The treaty will also have to deal with the attribution problem, which is not just a matter of nations organizing their citizen hacktivists. The hacktivist problem might be addressed by the provisions in the treaty we have just discussed. Attribution is also a problem because nations route attacks through other countries and sometimes actually initiate them from another nation. The Center could
investigate claims by nations that they were not the source of an attack, and it could issue reports to allow the member states to judge if there had been a treaty violation by a particular state. If there had been a clear violation, the states party to the treaty could issue sanctions. The sanctions could range across a spectrum from, at the low end, denying visas or entry to specific individuals, to denying Internet connectivity to an ISP. At the higher end, nations could limit international Internet and telephone traffic flows for a country. The Center could put scanners on the points where traffic from the country came into other nations. Finally, of course, nations could refer the problem to the United Nations and recommend broader economic and other sanctions.

The treaty and the Center would only be concerned with cyber war. It would not become an international regulatory body for the Internet, as some have proposed. Burdening CWLT with that possibility will ensure that it is opposed by many interests in the U.S. and elsewhere. CWLT will not, by itself, stop attacks on civilian targets, but it will raise the price of trying them. The advent of CWLT as an international norm will also send a message to cyber warriors and their government masters that firing off a cyber attack is not the first thing that you do when your neighbor state has made you mad. Engaging in offensive cyber war against another country would become, after CWLT, a major step.
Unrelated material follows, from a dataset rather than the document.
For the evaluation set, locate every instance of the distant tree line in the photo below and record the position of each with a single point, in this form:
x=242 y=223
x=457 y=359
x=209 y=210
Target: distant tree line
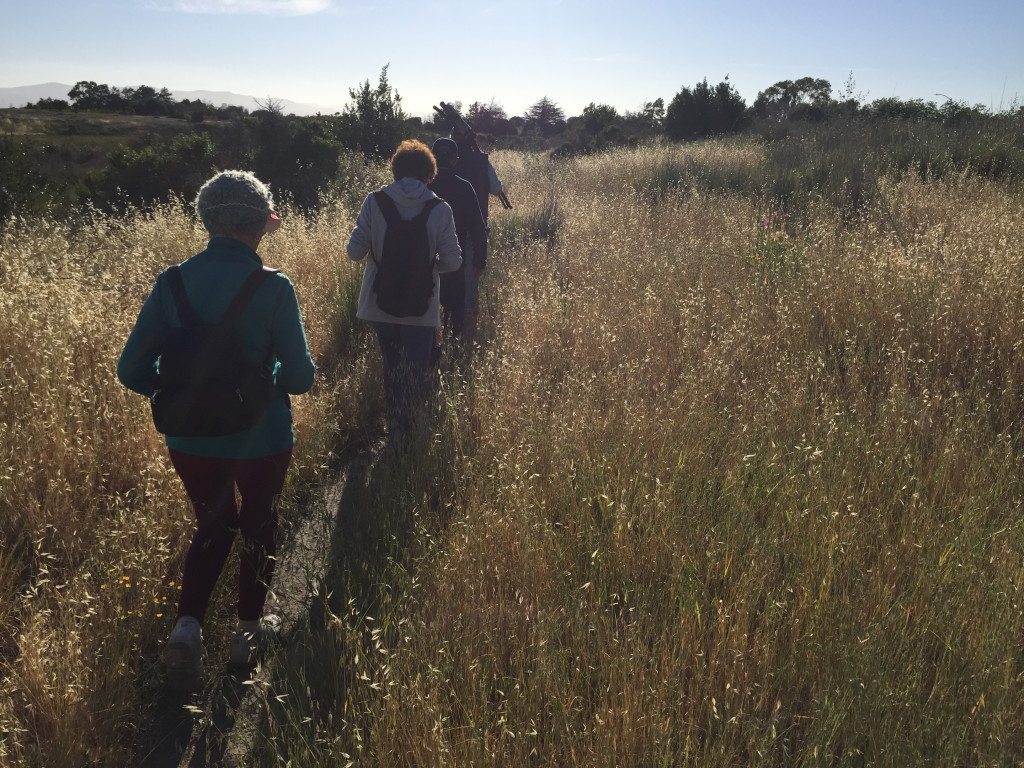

Using it against a civilian infrastructure target would be a violation of international law. Nations that signed the CWLT might put in place good internal controls to prevent their own cyber warriors from starting something without proper authorization.

5. CYBERSPACE AT MIDDLE AGE

The fifth element of fighting cyber war is research on more secure network designs. The Internet is now forty, entering midlife, yet it has not changed much from its early days. Yes, bandwidth certainly has grown, as has wireless connectivity, and mobile devices have proliferated. But the underlying design of the Internet, which was done without any serious thought to security, is unaltered. Although many software glitches and security issues were supposed to have disappeared when Microsoft replaced its earlier buggy operating systems with Vista and now Windows 7, problems persist with all of the most ubiquitous software programs.

When I asked the head of network security for AT&T what he would do if someone made him Cyber Czar for a day, he didn’t hesitate. “Software.” Ed Amoroso sees more security issues in a day than most computer security specialists see in a year. He has written four books on the subject and teaches an engineering course on cyber security. “Software is most of the problem. We have to find a way to write software which has many fewer errors and which is more secure. That’s where the government should be funding R&D.” Hackers get in where they don’t belong, most often because they have obtained “root,” or administrator status, through a glitch they have discovered in the software. There are two research priorities created by that phenomenon. We have to do a better job of finding the errors and vulnerabilities in existing software, which is a matter of testing in various ways. But at the same time we need to find a process for writing new applications and operating systems from scratch with close to zero defects.